ERIC ROSEN Co-Founder back to top
Eric is co-founder of About Face Theatre. Original works for About Face include the musical Winesburg, Ohio (Jeff Award, Best New Work and nomination, Best Musical, also seen at the NAMT Festival in New York and the Arden Theatre in Philadelphia), Dream Boy (Jeff Award, Best Production, with many regional productions), Dancer from the Dance, Whitman, Undone, and The Gift, along with Words on Fire and the original Winesburg at Steppenwolf and concept and direction of Adam Guettel's Myths and Hymns at the Prince Music Theatre (Barrymore nominations, Best Director, Musical). Directing credits include the world premieres of Theater District (Jeff Award, Best New Play) and Fascination (developed at the O'Neill, produced at About Face), the American premiere of Christopher Shinn's Four, the Chicago premieres of Take Me Out and bash, Albee's The Sand Plays at the Goodman, and Mary Zimmerman's Metamorphoses (associate director, Australia, director of St. Louis, Cincinnati, Kansas City, Hartford productions.) Major dramaturgy collaborations include Doug Wright's Pulitzer Prize winning I am My Own Wife, developed and premiered at About Face, 33 Variations (at Sundance) and One Arm (About Face, Steppenwolf, and Tectonic) all with director Moises Kaufman, and Eleven Rooms of Proust with Mary Zimmerman. Upcoming projects include direction of the About Face world premiere of Zimmerman's M. Proust, and The Trip to Bountiful at Kansas City Rep. Rosen holds a doctorate in performance studies from Northwestern University.

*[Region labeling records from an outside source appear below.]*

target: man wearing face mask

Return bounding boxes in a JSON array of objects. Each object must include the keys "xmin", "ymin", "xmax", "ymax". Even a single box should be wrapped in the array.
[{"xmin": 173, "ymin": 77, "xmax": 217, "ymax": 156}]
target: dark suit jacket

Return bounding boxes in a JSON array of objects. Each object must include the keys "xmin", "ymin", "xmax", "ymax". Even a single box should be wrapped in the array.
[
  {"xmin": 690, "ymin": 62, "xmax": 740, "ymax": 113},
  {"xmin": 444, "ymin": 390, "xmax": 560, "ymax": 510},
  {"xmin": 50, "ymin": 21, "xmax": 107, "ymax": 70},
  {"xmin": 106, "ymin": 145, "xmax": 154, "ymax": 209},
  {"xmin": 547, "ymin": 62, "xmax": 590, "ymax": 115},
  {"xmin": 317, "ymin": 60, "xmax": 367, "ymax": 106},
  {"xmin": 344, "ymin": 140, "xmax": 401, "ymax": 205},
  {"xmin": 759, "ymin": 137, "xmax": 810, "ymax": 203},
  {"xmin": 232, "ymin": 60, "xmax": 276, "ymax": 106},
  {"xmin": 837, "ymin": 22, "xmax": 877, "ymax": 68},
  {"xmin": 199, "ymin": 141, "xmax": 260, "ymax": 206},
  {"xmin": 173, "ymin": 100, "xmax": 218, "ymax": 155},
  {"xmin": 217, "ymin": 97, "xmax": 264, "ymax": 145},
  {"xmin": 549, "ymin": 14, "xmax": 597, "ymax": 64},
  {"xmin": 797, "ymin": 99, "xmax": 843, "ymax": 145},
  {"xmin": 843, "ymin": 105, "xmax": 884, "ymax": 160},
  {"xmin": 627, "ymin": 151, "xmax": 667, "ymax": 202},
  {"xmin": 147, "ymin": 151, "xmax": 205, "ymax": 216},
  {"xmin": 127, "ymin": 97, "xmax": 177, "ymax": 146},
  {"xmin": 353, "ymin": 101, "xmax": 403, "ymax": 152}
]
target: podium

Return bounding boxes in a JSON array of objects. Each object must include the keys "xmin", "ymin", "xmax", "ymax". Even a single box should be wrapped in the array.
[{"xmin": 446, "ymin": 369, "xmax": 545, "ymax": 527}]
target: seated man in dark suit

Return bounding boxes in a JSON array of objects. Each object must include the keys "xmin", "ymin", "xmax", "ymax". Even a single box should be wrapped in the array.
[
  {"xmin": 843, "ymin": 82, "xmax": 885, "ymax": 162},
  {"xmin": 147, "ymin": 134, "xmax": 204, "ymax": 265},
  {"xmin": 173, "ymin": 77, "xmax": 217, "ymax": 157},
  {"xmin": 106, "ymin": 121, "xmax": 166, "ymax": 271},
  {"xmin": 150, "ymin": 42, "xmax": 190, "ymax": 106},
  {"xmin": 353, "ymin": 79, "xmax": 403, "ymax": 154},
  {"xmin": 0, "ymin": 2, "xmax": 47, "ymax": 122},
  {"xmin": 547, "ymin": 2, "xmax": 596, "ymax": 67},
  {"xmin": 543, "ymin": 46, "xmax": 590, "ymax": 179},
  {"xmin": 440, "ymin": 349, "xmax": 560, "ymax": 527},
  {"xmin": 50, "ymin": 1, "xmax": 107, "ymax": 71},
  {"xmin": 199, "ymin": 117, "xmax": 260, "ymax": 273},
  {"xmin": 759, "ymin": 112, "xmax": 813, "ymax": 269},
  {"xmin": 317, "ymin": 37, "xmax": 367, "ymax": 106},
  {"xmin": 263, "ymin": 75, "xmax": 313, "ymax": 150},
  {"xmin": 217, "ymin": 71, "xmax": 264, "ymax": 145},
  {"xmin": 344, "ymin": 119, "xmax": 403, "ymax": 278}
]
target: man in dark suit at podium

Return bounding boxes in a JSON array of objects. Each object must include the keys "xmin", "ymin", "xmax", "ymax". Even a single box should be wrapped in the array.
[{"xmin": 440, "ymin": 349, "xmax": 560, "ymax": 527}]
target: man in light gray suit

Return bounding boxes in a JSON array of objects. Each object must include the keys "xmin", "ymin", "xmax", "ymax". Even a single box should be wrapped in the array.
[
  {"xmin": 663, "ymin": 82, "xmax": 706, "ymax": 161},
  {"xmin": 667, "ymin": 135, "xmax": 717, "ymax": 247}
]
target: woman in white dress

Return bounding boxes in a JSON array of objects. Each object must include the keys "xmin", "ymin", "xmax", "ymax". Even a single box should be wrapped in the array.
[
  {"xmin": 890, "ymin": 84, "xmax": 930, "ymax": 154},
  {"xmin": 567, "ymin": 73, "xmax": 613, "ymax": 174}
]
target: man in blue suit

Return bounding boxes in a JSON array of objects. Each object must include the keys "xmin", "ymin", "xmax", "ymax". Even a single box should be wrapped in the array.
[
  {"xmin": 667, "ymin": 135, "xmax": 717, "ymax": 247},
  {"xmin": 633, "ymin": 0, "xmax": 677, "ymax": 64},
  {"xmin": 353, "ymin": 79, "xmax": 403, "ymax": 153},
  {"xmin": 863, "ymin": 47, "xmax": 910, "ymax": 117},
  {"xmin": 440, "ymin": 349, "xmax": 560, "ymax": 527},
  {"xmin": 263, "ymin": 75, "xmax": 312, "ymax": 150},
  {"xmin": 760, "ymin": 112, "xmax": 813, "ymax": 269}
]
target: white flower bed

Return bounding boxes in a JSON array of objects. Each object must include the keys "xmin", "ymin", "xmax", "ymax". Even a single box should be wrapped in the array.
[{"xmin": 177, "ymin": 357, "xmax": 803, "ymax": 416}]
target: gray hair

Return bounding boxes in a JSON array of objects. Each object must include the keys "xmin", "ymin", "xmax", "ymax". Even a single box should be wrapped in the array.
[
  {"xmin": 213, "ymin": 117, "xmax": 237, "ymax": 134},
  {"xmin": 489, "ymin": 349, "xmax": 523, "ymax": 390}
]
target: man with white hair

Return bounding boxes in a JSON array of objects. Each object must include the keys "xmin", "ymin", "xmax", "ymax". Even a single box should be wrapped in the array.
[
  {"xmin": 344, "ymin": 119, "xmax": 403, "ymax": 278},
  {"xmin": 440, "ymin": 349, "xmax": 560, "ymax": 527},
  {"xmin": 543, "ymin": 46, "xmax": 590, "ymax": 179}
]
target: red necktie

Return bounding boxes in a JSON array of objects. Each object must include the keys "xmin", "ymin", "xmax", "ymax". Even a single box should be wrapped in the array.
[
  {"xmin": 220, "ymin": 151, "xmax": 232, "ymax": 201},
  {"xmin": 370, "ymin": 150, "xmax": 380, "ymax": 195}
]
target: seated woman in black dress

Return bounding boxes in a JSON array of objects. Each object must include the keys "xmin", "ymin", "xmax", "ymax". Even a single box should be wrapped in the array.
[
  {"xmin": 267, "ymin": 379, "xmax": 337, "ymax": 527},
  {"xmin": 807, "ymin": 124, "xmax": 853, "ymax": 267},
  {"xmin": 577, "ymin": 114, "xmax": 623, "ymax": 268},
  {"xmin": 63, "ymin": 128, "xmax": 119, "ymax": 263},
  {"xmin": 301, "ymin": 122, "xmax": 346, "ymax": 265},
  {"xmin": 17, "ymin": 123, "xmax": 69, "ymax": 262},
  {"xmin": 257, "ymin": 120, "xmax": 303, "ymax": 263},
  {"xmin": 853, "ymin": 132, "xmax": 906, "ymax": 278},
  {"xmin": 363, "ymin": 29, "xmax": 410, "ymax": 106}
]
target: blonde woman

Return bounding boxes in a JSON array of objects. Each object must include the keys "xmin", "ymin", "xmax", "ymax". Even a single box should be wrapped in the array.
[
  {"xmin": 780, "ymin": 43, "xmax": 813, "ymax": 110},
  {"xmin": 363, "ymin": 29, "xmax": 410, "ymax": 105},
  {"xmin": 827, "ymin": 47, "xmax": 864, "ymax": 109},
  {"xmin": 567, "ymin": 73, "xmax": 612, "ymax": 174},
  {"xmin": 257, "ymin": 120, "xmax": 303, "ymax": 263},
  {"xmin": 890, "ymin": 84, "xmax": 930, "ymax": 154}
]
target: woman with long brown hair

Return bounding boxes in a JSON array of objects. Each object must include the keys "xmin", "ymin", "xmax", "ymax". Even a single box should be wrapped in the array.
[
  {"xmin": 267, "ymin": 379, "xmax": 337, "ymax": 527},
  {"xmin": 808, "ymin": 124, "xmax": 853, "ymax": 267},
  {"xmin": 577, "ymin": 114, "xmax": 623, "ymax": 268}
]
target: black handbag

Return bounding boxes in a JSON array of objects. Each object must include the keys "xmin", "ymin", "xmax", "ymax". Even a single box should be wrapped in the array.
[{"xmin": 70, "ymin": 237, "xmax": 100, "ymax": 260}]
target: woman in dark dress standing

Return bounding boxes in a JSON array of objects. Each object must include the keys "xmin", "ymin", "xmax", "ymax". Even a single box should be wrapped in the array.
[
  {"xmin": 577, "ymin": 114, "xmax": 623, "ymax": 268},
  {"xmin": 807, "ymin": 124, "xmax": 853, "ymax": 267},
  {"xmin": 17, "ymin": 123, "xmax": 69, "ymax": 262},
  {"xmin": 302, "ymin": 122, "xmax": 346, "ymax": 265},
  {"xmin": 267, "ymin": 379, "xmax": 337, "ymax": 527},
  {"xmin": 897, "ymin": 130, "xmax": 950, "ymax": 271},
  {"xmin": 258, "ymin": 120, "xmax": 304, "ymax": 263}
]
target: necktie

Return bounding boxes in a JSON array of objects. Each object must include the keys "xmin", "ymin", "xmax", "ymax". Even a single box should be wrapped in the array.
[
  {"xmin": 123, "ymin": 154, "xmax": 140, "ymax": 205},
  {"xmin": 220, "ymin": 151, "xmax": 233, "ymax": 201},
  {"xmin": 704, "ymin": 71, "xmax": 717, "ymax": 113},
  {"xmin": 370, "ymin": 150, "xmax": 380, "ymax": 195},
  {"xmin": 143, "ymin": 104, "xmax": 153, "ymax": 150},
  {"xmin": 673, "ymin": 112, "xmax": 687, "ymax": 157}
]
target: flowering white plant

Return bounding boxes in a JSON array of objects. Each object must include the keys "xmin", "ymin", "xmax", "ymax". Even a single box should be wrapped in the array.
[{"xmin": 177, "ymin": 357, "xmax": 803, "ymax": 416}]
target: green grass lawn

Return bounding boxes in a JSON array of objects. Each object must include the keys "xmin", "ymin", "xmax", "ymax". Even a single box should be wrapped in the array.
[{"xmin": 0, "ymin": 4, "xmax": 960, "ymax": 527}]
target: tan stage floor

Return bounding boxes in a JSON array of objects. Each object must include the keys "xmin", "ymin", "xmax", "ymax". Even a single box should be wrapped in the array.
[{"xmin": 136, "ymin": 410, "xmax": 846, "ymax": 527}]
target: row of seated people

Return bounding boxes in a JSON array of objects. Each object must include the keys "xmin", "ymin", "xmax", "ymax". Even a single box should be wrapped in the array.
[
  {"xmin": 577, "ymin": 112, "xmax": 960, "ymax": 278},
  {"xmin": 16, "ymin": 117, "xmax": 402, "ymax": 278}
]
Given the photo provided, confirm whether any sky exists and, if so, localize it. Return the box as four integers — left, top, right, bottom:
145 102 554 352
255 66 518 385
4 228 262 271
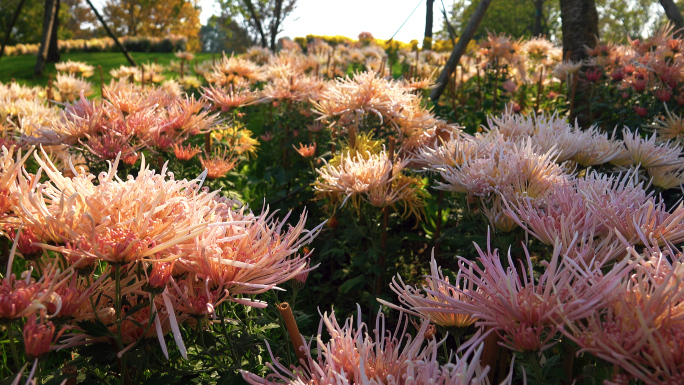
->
200 0 444 43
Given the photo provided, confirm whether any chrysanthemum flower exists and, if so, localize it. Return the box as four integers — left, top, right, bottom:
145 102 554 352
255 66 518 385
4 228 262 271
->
378 255 477 330
204 55 265 86
572 126 627 167
200 83 263 111
292 143 316 158
563 244 684 385
653 105 684 144
200 149 237 179
178 208 323 302
174 51 195 61
173 143 202 161
623 128 682 168
20 150 211 263
241 309 496 385
452 237 602 352
55 60 95 78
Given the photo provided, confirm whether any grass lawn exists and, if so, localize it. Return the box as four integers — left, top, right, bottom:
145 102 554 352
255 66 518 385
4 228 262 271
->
0 52 220 97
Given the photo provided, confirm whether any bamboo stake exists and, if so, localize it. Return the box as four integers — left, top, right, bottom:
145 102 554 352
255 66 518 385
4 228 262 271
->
278 302 308 368
375 136 394 295
47 74 53 106
97 64 104 98
430 0 492 102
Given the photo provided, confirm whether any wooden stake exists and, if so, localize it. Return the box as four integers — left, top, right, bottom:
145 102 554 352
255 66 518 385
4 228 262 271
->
97 64 104 98
430 0 492 103
480 332 500 384
47 74 52 106
278 302 309 368
204 132 211 156
375 136 395 295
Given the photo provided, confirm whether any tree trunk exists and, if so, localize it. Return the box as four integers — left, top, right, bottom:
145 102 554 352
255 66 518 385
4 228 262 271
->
271 0 283 52
560 0 598 128
660 0 684 38
86 0 138 67
0 0 26 62
560 0 598 61
423 0 436 49
532 0 544 36
47 0 62 63
242 0 268 48
33 0 57 75
430 0 492 103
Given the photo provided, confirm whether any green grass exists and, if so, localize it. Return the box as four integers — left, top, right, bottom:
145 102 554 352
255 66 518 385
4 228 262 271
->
0 52 219 97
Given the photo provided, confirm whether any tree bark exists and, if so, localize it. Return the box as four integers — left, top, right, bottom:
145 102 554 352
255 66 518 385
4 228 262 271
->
47 0 62 63
86 0 138 67
430 0 492 103
532 0 544 36
271 0 283 52
560 0 598 61
560 0 598 127
242 0 268 48
33 0 57 75
660 0 684 38
423 0 436 49
0 0 26 62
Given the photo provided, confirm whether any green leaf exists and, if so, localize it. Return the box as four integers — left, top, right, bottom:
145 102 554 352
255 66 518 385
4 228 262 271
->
340 275 366 294
76 319 114 337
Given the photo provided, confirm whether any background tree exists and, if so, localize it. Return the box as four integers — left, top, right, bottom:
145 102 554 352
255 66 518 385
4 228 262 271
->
200 14 256 54
438 0 560 40
423 0 435 49
33 0 60 75
660 0 684 37
0 0 44 45
596 0 664 42
220 0 297 51
103 0 200 50
59 0 98 39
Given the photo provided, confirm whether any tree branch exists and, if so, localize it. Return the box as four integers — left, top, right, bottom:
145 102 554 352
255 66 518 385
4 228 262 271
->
242 0 268 48
430 0 492 103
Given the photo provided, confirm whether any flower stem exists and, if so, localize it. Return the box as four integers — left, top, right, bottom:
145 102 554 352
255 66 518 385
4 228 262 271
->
7 322 21 372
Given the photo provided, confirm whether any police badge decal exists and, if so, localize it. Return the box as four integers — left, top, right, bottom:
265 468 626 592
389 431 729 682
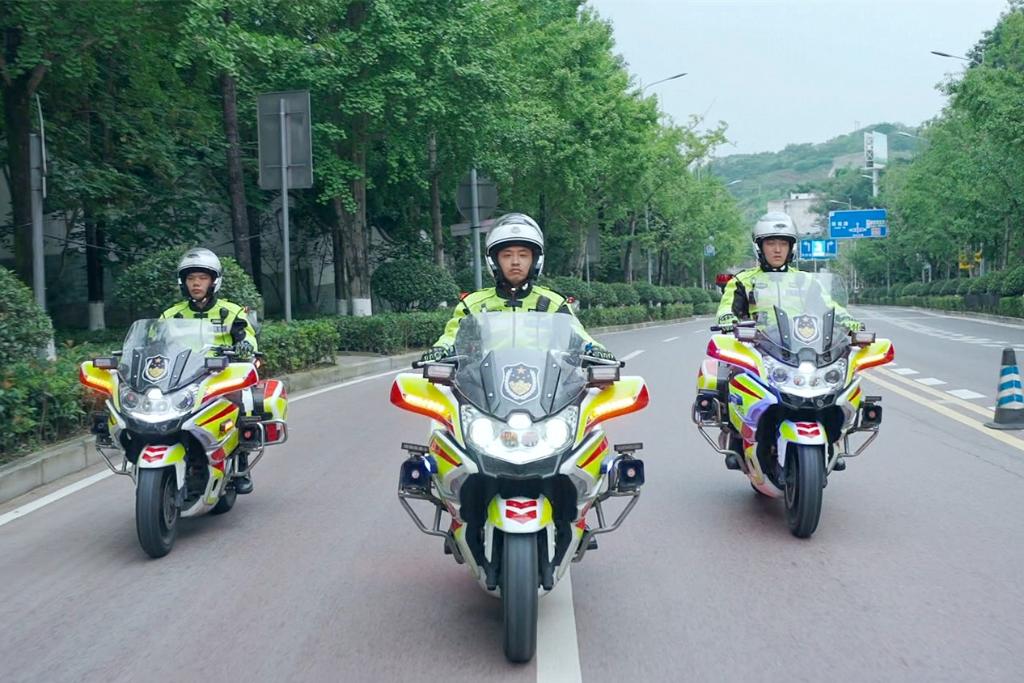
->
502 362 541 403
142 355 170 382
794 315 818 344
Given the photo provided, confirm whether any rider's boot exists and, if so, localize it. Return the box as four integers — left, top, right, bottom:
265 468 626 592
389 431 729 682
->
231 453 253 496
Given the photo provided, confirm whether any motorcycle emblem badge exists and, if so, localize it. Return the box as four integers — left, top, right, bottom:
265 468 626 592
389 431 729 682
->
142 355 170 382
794 315 818 344
502 364 541 403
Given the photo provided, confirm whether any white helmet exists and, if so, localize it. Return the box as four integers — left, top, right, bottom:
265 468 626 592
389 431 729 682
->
178 247 224 298
486 213 544 281
751 211 797 268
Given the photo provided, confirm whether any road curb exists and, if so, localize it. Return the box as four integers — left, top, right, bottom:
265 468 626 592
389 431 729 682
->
853 303 1024 326
0 315 701 504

PAULA GILOVICH Education Programs Director back to top
Paula has contributed to The Stranger, Allure, the Northwest Bureau of The New York Times, and other publications nationwide. She is the Co-editor of The Rendezvous Reader and The Stranger's Guide to Seattle. She founded Tenth Avenue East Publishing and published the titles: The World is Yours: The Geography of Hip Hop, Politics Without the State and Pacific Bell. As a playwright and a director, her work has been performed at PAC/Edge, Las Manos Gallery, and Curious Theatre Branch. As an educator, she has taught playwriting, film criticism, journalism and fiction courses at SAIC, Young Chicago Authors and Rezin Orr Campus. She received her MFA from The School of the Art Institute of Chicago.